千田さん、お城の番組によく出てますし、いつもニコニコの人の良さそうな印象ですが
この本では、城跡を整備する行政・自治体に対し、かなり辛辣に、しかも名指しで批判してて
それが結構なページを割いて、印象が変わった。(-_-;)
ただね、少し同情する部分もあって、城郭考古学ってつい最近に始まった学問でしょ?
それも千田先生が脚光を浴びなければ、十年は遅れてただろうし、お城ブームもあって
町おこしとばかりに先走っちゃって、自治体の作りたいように”改ざん”した気持ちはわからないでもない。
この中で、一つ疑問が解決したのはよかったね、思わず膝を打ったくらいの。
それが『聚楽第』、秀吉の私邸のような大坂城の次に建設に取り組んだのが『聚楽第』
豊臣政権の正当性を示すため、朝廷のそばに置き、地方の従えた大名を住まわせたのだが
たった9年で跡形もなく破却、その理由が秀次の謀反(疑惑)だったのだが、それは本当だったのか?
そしてそれがせっかく作ったものを破却するほどのものだったのか?
『聚楽第』 住所:京都府京都市上京区中立売通
↑の地図見てたら行って一通り巡りたくなったね。(^-^)
私はずっと、秀次は謀反を企ててなく、弟の秀長が死去してからの豊臣姓の名乗りだしてからの秀吉の
迷走っぷり、鶴松が夭折してからの2回にわたる”朝鮮の役”など、羽柴姓時代の秀吉とは真逆の?

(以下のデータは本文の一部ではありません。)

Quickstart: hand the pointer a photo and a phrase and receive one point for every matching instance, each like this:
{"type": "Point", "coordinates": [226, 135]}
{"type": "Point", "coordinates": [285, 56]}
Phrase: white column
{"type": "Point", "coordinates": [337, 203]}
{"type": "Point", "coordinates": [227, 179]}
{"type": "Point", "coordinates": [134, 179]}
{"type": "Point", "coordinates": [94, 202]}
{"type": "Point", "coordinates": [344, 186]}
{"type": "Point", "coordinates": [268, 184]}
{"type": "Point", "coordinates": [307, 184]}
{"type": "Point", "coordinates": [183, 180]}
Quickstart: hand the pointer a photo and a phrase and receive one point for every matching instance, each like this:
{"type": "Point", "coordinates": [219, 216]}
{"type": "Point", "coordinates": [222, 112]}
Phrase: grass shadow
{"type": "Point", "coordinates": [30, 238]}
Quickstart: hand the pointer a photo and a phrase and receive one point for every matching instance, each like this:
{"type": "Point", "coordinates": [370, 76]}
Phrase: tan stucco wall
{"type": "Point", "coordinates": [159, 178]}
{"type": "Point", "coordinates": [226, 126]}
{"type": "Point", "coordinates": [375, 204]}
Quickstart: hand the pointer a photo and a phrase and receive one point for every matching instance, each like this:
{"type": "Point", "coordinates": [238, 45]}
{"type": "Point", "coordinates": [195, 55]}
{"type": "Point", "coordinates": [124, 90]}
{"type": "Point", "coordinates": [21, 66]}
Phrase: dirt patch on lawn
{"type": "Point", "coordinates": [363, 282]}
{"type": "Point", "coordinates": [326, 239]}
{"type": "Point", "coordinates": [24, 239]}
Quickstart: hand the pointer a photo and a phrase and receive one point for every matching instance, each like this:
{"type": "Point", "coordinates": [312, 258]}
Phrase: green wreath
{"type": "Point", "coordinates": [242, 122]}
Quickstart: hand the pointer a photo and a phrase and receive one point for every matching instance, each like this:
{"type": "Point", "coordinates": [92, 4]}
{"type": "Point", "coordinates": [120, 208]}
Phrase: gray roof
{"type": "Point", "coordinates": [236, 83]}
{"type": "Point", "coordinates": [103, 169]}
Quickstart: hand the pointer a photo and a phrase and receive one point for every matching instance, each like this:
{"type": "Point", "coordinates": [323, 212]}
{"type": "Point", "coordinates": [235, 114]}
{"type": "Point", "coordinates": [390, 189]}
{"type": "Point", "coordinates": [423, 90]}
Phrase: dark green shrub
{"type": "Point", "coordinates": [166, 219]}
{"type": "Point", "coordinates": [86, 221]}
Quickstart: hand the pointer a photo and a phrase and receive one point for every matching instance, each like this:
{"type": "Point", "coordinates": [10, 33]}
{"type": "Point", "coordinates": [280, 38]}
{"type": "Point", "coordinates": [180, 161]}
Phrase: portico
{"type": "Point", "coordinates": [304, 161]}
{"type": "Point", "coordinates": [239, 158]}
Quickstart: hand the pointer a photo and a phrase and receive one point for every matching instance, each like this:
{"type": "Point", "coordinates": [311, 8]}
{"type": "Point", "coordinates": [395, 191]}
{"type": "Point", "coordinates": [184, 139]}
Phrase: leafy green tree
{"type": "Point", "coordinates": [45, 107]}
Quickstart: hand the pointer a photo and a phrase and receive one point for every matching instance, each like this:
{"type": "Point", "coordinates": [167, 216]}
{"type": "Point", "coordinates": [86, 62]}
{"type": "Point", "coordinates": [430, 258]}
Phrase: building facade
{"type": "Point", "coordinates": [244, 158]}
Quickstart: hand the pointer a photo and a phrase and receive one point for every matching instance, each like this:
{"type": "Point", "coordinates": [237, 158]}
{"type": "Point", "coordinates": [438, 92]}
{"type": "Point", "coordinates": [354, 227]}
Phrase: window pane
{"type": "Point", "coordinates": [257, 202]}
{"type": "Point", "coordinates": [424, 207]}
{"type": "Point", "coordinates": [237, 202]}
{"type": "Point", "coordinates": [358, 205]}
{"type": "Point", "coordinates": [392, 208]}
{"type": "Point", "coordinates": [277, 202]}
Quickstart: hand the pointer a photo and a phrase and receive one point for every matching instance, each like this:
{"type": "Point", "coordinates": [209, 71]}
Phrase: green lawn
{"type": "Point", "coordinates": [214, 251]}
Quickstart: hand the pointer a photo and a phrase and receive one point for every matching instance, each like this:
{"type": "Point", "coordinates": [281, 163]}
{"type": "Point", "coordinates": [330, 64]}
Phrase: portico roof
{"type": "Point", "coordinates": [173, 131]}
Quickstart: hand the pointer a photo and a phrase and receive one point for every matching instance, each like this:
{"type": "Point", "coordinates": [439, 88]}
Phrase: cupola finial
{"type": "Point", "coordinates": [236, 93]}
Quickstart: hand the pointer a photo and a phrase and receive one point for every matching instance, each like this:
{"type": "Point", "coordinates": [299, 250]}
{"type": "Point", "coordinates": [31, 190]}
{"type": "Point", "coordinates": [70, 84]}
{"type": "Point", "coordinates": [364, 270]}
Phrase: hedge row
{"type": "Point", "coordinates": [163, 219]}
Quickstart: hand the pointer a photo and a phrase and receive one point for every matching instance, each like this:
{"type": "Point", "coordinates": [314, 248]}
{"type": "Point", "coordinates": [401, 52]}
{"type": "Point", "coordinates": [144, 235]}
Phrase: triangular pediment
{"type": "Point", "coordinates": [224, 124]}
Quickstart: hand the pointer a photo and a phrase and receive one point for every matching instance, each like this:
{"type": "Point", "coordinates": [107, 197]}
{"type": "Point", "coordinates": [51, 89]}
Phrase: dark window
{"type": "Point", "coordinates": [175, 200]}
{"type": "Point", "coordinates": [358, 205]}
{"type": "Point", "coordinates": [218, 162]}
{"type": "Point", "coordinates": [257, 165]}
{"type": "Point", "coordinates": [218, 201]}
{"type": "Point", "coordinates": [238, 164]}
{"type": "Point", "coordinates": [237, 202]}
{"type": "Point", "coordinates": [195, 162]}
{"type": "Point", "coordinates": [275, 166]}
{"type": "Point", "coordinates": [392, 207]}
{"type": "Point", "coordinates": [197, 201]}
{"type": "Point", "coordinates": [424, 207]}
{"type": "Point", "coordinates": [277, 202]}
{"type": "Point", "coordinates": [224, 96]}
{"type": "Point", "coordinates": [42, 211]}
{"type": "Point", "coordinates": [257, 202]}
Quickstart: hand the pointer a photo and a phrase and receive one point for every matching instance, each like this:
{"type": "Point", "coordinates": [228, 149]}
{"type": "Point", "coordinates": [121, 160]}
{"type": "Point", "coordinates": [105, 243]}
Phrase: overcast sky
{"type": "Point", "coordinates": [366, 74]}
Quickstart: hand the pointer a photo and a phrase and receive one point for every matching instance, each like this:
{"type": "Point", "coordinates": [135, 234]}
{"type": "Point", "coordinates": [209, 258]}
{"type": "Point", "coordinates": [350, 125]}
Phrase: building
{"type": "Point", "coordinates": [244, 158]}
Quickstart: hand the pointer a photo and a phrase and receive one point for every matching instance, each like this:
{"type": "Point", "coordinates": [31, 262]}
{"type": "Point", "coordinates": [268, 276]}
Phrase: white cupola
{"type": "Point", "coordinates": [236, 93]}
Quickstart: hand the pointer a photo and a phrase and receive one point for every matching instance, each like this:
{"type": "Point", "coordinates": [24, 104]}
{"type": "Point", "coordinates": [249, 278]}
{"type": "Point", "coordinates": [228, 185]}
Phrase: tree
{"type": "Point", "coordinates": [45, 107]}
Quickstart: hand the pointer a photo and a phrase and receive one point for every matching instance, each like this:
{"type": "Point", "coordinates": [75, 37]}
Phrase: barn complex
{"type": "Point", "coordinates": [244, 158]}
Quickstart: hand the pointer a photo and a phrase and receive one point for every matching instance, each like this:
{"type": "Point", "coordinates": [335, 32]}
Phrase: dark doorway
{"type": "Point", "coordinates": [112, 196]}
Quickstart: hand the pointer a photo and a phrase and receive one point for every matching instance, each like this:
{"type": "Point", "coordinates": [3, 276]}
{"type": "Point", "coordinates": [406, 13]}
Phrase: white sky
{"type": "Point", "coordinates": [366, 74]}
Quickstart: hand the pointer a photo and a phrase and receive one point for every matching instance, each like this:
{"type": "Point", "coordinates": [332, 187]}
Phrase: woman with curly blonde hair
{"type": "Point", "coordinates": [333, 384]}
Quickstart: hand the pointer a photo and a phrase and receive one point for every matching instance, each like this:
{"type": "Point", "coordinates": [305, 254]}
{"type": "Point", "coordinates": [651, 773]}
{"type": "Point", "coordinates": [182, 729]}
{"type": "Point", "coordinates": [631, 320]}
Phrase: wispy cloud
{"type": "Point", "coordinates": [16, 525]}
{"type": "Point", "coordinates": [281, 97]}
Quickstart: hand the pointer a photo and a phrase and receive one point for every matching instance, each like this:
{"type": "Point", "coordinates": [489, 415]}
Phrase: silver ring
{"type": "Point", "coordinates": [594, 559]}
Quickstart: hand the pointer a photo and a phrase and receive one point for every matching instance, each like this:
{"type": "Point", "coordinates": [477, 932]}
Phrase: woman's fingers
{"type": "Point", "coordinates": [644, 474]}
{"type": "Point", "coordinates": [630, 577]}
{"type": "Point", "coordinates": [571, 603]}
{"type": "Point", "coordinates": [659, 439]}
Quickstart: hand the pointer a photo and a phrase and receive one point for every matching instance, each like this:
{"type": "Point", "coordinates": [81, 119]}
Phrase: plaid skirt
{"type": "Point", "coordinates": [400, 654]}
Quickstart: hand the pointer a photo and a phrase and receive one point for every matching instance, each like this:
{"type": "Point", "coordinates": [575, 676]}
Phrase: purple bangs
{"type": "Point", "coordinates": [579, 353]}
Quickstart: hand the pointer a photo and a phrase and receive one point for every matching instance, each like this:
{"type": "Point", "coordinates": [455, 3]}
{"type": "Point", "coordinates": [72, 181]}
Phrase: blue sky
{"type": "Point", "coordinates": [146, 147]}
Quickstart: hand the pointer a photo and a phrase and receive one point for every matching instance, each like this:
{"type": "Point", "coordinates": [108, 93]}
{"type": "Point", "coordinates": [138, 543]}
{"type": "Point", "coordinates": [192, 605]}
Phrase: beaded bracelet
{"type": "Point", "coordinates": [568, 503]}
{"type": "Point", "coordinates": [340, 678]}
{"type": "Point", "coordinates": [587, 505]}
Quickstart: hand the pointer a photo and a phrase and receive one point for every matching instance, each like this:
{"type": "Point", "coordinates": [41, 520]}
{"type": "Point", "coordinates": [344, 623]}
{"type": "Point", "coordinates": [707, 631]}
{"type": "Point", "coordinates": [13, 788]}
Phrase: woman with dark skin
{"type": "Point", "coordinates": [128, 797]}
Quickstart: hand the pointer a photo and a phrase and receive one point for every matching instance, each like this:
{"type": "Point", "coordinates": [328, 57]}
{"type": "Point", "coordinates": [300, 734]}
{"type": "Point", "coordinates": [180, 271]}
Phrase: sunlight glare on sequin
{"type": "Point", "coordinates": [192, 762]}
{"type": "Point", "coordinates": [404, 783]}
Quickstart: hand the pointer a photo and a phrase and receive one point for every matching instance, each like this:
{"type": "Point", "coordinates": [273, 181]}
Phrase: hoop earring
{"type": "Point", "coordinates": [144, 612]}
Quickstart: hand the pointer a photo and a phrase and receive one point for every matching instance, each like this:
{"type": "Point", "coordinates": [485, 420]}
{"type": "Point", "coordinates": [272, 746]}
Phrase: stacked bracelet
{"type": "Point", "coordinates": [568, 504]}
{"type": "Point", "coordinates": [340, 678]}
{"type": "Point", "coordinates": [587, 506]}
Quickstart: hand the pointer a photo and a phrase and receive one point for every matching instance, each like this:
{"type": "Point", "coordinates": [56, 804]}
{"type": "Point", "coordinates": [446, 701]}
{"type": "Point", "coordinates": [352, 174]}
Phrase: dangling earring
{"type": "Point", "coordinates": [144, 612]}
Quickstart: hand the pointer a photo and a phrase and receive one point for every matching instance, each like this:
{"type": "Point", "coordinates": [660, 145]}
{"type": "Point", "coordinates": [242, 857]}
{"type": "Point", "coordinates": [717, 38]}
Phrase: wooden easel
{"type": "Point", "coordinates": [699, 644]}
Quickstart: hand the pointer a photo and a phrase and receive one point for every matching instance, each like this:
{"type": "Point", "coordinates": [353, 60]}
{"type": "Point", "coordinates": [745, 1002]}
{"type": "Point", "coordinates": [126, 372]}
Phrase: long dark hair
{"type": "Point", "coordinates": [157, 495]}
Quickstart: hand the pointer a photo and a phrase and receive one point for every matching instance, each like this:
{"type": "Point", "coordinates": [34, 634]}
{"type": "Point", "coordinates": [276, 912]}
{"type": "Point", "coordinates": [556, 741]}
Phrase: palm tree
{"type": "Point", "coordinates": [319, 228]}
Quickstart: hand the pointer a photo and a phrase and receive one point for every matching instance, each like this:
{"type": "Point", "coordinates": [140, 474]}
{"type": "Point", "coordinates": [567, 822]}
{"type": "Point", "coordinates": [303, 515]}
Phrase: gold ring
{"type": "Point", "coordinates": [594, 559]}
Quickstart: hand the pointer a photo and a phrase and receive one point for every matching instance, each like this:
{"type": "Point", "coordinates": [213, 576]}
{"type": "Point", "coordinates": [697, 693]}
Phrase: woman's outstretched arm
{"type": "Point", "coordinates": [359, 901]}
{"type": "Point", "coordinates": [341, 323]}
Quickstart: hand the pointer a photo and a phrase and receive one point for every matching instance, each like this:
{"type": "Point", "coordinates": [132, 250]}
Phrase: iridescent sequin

豊臣姓の時代は全く評価していないんだが、秀頼が生まれて秀次が邪魔になっっていったというのが
定説らしいのだが、まだ幼少で後見人として秀次には、しばらく居てもらわないと豊臣家は
いづれ取って代わられるとは考えなかったのか? という疑問。
秀吉の京での政治の中心でもあり、周辺には大名家の邸宅もあった聚楽第、京の中心部にあったので
跡地を発掘するわけにもいかない。
そこで振動波を用いたレーダー探査によって全容がほぼ判明したのだそう。
その結果が奇妙なことに、大名屋敷の周辺まで堀が巡らされ、所々途切れて未完成な場所があったと
いうのはなにを意味してたか?
それこそが秀次が謀反を企てていた証拠だとし、秀吉が朝鮮出兵の準備のために肥前名護屋城へ
長期間留守にしてたのをいいことに、聚楽第の改造、戦準備をしてたのを誰かが秀吉にチクリ
秀吉の知るところになり、一族郎党処刑されたとともに、処刑理由は曖昧にしたまま、
謀反の企ては一部の近親者しか知らない早い時期に、戦準備改造中の聚楽第を跡形なく破壊することで
秀次の企てを世に知らされないよう隠滅したという説。
秀次がいなくなれば秀吉の年齢を考えても空白の(取って代わられるかもしれない)時間が
生まれてしまうことも覚悟の上で処刑。
それくらいに裏切った秀次には怒り心頭だったという。
あとはご存知の通り、大阪の陣を経て豊臣家は滅亡したということを考えると
秀次が欲をかいた時点で豊臣家の行く末は決まった、ということみたいです。